Она – «девочка из чулана» – родители оставили её в род. доме сказав, что они просто хотели показать своему сыну откуда берутся дети. Она выросла на мате, которым так смачно полоскали мужское начало рожающие женщины, что принимающий роды врач не раз хватался за скальпель (вскоре скальпель затупили, от греха подальше). Можно представить, как ей было там весело…, но больше всего она любила подкладывать, выброшенные волнующимся папой мимо урны, окурки ему же под зад, за что ей частенько и приходилось посещать реанимационные места. Санитары очень её любили и понимали каждую её новую прихоть, а их у неё было предостаточно. Например: любила подкрадываться к мед. сёстрам когда они в туалете и спускать воду (специальным приспособлением, которое она сама сделала) до того как человек закончит свои дела. Вскоре она научилась выпивать любые таблетки и через отрыжки обезвреживать, это было так смешно, особенно когда она медленно синела, набирая воздух. В свои юные десять писала лирические песни, которые ни раз вызывали дикие слёзы у пациенток. Её слова трогали в самых интимных местах женского сердца. Она пела:

Твой ребёнок ещё не мёртв,
Но он уже родился без х..я.
И даже если он сможет ходить
Он всегда будит ненавидеть тебя

или что-то типа

Твой ребёнок ещё не мёртв,
Но ему уже трудно дышать
Ведь он родился без головы,
..б вашу мать!

ну и многое другое. Женщины просто умирали от слёз и «прежде временные схватки» переименовали в просто «схватки». Да эту девочку там все любили, но время беспощадно шло вперёд, и когда ей стукнуло 16, она стала частенько уходить куда-то на ночь или позже. Однажды она ушла гулять и приехала через день в одной из скорых машин – у неё нашли два согнутых ребра и укусы, обильно усеянные по всему телу. Историю этой ночи она ни кому никогда не рассказывала. Но, видно, именно эта ночь изменила её на всегда – на следующий день она ушла… и после ни кто её не видел.

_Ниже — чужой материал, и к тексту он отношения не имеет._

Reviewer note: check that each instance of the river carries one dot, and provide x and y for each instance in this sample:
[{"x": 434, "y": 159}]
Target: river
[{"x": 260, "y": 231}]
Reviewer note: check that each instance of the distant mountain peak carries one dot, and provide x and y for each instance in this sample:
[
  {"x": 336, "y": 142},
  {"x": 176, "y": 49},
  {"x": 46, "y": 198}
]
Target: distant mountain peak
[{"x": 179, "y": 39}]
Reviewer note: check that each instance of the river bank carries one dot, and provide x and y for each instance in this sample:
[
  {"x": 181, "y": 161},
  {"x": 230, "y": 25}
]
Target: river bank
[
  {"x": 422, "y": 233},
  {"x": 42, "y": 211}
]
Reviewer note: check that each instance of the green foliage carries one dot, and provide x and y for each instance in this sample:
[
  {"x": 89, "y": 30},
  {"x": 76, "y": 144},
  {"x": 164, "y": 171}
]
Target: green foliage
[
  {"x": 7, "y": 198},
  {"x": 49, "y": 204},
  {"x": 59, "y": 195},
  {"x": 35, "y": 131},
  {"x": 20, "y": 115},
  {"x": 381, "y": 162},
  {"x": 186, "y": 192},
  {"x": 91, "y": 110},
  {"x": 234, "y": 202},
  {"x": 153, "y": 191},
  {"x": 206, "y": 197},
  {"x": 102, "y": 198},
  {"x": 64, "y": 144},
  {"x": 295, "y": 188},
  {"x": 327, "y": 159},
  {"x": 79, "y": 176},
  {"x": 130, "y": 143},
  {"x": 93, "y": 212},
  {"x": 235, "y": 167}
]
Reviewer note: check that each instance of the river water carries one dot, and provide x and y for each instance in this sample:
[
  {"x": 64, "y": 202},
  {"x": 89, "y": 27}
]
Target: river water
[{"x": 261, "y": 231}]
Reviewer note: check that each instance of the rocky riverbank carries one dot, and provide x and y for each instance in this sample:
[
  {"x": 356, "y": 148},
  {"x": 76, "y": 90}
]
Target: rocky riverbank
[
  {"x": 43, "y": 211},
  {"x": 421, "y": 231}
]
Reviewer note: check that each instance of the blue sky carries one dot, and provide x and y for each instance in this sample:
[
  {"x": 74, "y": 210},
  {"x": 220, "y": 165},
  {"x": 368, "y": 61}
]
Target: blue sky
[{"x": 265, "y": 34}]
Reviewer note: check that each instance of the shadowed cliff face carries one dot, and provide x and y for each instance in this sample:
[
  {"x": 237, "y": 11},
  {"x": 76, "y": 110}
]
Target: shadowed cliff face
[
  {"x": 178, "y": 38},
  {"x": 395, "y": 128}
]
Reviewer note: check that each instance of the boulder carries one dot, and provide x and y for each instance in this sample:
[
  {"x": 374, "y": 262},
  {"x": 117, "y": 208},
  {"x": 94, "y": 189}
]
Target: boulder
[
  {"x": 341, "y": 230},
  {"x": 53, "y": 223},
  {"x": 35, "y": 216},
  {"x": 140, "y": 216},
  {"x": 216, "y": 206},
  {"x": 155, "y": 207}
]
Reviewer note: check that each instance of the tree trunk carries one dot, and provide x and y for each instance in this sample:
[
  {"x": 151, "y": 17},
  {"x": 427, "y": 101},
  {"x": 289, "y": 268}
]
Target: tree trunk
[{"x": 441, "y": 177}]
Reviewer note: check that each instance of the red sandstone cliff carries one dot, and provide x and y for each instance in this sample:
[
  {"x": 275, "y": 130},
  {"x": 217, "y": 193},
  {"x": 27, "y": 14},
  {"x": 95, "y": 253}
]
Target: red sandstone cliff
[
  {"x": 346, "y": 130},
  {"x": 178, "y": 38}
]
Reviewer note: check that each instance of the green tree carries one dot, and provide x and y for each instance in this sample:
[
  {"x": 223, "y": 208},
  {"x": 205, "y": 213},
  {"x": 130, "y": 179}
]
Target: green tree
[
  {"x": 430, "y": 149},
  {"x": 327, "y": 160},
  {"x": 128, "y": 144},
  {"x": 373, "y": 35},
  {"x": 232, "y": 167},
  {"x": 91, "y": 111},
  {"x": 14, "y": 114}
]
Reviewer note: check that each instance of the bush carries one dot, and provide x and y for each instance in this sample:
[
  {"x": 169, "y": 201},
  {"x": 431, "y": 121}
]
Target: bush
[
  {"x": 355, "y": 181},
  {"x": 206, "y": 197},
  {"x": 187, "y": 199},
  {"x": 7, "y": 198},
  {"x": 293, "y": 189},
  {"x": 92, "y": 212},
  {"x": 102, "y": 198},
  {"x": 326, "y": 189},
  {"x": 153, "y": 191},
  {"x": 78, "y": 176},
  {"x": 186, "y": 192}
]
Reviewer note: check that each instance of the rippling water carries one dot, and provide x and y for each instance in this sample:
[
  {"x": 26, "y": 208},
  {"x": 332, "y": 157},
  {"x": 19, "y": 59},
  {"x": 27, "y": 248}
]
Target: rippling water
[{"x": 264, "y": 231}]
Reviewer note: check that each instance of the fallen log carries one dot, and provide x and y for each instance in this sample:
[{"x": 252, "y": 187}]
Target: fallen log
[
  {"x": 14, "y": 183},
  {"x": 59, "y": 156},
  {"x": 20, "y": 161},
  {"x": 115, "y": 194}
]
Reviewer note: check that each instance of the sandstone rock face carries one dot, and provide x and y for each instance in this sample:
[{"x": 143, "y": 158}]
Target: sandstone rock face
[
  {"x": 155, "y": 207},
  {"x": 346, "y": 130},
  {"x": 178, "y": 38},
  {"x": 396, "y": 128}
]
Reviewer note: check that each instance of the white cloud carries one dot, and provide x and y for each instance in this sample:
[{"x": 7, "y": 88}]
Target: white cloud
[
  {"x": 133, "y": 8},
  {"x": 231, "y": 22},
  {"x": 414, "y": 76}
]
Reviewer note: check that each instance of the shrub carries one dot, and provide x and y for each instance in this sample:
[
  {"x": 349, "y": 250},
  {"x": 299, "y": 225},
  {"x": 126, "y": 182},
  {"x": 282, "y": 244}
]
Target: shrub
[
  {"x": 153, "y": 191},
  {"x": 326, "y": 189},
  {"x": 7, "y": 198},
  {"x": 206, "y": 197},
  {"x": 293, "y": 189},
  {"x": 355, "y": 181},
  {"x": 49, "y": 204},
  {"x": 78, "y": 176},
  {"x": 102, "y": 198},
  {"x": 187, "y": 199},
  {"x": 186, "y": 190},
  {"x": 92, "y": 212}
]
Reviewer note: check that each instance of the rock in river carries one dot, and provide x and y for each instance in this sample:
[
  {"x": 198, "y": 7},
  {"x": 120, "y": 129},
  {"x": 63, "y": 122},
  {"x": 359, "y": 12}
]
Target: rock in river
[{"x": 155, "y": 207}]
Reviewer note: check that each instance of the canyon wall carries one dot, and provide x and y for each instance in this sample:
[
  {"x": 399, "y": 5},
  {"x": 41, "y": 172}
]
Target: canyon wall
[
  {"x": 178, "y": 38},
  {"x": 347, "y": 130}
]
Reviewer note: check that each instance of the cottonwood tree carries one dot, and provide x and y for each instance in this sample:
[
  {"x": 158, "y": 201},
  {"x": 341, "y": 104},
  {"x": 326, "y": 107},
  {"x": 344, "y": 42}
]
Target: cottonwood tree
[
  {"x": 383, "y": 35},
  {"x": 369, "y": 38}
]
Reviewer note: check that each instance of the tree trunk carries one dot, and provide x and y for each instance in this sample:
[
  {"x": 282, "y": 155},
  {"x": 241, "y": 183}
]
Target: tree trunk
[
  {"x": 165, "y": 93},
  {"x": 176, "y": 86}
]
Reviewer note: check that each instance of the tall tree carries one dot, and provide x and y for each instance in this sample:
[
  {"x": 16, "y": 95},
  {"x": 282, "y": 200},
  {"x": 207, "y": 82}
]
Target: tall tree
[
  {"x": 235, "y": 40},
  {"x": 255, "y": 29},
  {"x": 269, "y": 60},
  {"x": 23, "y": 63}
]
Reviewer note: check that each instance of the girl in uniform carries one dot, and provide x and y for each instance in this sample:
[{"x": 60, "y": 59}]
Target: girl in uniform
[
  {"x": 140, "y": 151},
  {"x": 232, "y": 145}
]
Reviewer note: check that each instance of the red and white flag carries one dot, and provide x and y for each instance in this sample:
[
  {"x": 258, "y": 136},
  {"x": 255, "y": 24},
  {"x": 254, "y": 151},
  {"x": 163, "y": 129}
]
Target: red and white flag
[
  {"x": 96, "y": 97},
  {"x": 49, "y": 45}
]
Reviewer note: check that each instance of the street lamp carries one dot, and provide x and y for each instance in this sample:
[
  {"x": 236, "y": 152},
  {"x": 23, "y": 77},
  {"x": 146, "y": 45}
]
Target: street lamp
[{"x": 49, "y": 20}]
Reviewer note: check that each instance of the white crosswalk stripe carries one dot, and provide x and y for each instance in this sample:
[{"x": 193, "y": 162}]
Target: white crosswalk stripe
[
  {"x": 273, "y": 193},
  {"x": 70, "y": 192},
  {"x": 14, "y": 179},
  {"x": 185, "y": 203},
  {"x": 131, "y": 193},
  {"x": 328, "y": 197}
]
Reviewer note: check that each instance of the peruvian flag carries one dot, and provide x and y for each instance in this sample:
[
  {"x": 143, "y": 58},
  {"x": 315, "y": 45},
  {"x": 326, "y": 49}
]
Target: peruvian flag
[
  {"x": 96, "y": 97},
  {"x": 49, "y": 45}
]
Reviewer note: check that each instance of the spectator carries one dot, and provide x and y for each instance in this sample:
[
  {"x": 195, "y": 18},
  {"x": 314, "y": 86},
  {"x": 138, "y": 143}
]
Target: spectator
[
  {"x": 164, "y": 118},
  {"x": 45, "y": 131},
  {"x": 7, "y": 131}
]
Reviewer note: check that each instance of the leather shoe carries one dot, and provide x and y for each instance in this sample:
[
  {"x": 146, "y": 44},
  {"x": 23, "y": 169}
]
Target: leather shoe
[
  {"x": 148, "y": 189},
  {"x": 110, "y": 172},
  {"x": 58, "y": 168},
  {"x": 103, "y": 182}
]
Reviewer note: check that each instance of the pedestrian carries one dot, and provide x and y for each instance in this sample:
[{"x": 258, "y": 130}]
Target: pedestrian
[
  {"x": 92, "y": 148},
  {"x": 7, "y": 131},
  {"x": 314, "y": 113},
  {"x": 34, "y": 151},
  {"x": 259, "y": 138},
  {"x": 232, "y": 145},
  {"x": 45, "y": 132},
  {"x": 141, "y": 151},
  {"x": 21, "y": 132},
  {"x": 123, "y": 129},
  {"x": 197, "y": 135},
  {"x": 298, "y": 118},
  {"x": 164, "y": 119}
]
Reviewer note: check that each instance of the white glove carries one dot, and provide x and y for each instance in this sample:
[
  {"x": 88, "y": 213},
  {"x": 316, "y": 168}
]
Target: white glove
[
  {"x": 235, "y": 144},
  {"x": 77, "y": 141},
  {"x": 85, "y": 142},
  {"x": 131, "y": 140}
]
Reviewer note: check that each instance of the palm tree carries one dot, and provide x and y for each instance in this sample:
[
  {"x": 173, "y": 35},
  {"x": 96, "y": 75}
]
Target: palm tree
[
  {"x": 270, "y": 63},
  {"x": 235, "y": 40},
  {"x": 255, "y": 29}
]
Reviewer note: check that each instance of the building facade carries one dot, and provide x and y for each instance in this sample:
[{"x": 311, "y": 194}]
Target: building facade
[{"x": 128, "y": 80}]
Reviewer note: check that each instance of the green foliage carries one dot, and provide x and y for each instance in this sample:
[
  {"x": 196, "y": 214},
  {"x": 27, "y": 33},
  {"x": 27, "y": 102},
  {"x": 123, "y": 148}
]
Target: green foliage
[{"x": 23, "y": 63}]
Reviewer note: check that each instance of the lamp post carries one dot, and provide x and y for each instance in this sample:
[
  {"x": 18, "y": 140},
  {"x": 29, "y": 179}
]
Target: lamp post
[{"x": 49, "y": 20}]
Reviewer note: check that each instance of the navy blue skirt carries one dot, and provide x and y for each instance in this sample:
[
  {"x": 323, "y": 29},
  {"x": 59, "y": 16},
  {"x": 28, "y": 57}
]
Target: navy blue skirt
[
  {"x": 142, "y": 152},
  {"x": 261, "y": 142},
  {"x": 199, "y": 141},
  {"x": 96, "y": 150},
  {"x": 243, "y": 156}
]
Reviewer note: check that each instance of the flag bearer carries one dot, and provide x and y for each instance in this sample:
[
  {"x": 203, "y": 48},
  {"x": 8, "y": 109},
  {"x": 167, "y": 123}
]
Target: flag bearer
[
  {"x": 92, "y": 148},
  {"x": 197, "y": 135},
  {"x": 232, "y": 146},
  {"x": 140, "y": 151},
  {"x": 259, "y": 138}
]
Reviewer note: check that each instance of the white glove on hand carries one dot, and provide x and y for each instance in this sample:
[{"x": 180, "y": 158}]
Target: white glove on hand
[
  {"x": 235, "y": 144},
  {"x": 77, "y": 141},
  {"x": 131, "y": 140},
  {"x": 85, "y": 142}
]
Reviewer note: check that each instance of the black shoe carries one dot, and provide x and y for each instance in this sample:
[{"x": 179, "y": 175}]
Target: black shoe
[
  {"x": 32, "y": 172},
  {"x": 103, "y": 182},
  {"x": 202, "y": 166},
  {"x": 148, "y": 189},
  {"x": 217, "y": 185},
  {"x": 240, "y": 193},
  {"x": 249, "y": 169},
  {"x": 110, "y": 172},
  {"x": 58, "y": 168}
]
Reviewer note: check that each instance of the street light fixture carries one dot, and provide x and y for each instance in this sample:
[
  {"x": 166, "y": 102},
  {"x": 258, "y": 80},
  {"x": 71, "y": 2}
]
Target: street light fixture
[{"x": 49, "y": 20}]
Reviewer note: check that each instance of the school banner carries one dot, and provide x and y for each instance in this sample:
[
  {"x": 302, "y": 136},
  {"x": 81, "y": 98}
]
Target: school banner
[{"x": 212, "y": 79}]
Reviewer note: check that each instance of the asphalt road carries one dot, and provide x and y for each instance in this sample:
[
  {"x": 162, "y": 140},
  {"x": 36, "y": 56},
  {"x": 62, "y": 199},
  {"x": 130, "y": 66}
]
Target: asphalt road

«Императорский шаг в самых стильных ботинках, в наиподходящих им цвету носочках, сильными красивыми ногами от стройного тела высокого брюнета, не пожалевшего денег на самый дорогой костюм из самого редкого материала, изготовленный в самой уважаемой мастерской странны. Он и его редкой высоты шарм – гордость этого первого дня весны, красивой весны. Прошу любить и жаловать – Пижон! Он как раз собирался пойти «не куда» и поделать «ни чего». Утро, выстелив пред ним свежую дорогу лёгкими струйками ветра добавляет ещё немного небесной свободы его движению и вся эта красота стоит 100 000 долларов» – с явным душевным восторгом говорил старый человек указывая сияющими глазами на интересное сочетание не ровной кучей разноцветных мазков и 100 000-ми долларов. Экскурсия по дому, в сопровождении грубого старика, продолжалась около часа, и это было не простое испытание для той части толпы, которую заставили присутствовать их собственные родители. Именно за этими и наблюдали любопытные глаза, которым приходилось пробиваться взглядом через редкие щели кустов сада, на заднем дворике, и через давно не мытое окно дома. Законная хозяйка глаз, брала на себя полную ответственность за такое подозрительное наблюдение и понимала, что учесть её в ближайшие минуты может оказаться не совсем приятной. Но она всё продолжала разглядывать чуть видные силуэты ничего ей не говорящие, ни о его фигуре, ни о его характере. Что ей нужно? Зачем она всё так оглядывает? Может она просто психованная мымра, которая в тихоря запоминает кого-нибудь, а потом дома занимается чёрт знает чем в туалете, или может она до крайности стеснительная дама, которая питает назойливые чувства к одному из этих людей, или… хрен её знает что с ней, но что-то не нормальное. Это не важно, собака которую она каждый божий день накармливает с рук носит имя своего бывшего хозяина – Хорёк. Она маленького роста, но, как и покойный, жутко дерзкая – спокойно может вцепиться тебе в коленку и маленькими огоньками глаз выманивать на игру. Вскоре она была пристрелена тем же самым стариком, который лихо упражняется с экскурсией. Теперь понятно! Что эта девчонка, которая любила кормить собачку, решила убить старика за такое злодеяние – поэтому она и наблюдает за ним в засаде. Ты, говорит, старик не прав – собачку тронул зря, придётся тебя замочить…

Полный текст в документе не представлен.